Course syllabus and organization

Single session

Responsible
Lesson period
First semester
Prerequisites for admission
We assume that the students have basic knowledge about topology, foundamental group, differentiable manifolds and differential forms.
Assessment methods and Criteria
The final examination consists of an oral exam. In the oral exam, the student will be required to solve some exercises and to illustrate results presented during the course, in order to evaluate her/his knowledge and comprehension of the arguments covered as well as the capacity to apply them.
Final marks are given using the numerical range 0-30, and will be communicated immediately after the oral examination.
Geometry 5 (first part)
Course syllabus
CW complexes and classification of compact topological surfaces
Topological coverings and their properties.
Monodromy. Universal covering. ClassificationTheorem.
Differentiable coverings and orientation covering.
Homological Algebra.
de Rham complex and cohomology. Mayer-Vietoris sequence. Poincaré lemma. Finiteness theorems.
Complements of differential geometry and algebraic topology.
Teaching methods
Lectures and exercise classes.
Teaching Resources
M Manetti, Topologia, Springer, 2008
A. Hatcher, Algebraic Topology, Cambridge Univ. Press, 2002 (https://pi.math.cornell.edu/~hatcher/AT/AT.pdf)

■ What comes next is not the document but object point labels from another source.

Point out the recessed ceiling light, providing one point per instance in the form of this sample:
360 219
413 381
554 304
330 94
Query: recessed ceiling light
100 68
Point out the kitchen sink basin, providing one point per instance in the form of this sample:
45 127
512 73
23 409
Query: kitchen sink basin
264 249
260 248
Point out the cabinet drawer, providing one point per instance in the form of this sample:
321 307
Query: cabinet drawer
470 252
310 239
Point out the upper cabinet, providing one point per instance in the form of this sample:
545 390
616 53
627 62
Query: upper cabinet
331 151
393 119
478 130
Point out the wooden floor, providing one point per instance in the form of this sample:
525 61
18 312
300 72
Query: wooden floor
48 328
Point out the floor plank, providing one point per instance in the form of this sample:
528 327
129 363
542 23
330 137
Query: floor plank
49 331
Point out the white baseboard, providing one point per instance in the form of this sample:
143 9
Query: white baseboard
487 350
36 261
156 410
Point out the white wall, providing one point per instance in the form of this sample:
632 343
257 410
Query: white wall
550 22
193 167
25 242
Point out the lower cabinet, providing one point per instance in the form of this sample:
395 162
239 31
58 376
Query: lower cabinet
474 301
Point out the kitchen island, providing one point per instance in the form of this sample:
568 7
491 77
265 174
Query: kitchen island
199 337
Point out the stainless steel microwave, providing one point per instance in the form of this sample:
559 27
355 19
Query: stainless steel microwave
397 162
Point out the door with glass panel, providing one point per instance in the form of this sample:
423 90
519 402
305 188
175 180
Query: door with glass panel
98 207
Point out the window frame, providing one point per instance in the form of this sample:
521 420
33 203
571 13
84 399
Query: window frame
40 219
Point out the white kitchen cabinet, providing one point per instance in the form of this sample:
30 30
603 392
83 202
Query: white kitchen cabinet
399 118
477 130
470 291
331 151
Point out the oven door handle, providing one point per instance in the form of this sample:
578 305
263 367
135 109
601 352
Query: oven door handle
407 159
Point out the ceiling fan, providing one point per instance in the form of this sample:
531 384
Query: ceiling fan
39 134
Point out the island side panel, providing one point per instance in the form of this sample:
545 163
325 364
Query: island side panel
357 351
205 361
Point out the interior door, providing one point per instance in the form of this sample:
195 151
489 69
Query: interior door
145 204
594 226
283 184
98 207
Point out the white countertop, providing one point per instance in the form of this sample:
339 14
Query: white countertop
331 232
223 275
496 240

R. Bott, L. Tu, Differential Forms in Algebraic Topology. New York Springer Verlag 1982
M.Abate, F. Tovena, Geometria Differenziale, New York Springer-Verlag 2011
Geometry 5 mod/2
Course syllabus
All the topics of the 6 cfu version and:
Poincaré lemma. Cohomology with compact supports, Poincaré duality.
Singular homology groups, Mayer Vietoris exact sequence. Computation of homology groups in some examples. de Rahm Theorem.
Complements of differential geometry and algebraic topology.
Teaching methods
Lectures and exercise classes.
Teaching Resources
M Manetti, Topologia, Springer, 2008
A. Hatcher, Algebraic Topology, Cambridge Univ. Press, 2002 (https://pi.math.cornell.edu/~hatcher/AT/AT.pdf)
R. Bott, L. Tu, Differential Forms in Algebraic Topology. New York Springer Verlag 1982
M.Abate, F. Tovena, Geometria Differenziale, New York Springer-Verlag 2011
Geometry 5 (first part)
MAT/03 - GEOMETRY - University credits: 6
Practicals: 24 hours
Lessons: 28 hours
Geometry 5 mod/2
MAT/03 - GEOMETRY - University credits: 3
Practicals: 12 hours
Lessons: 14 hours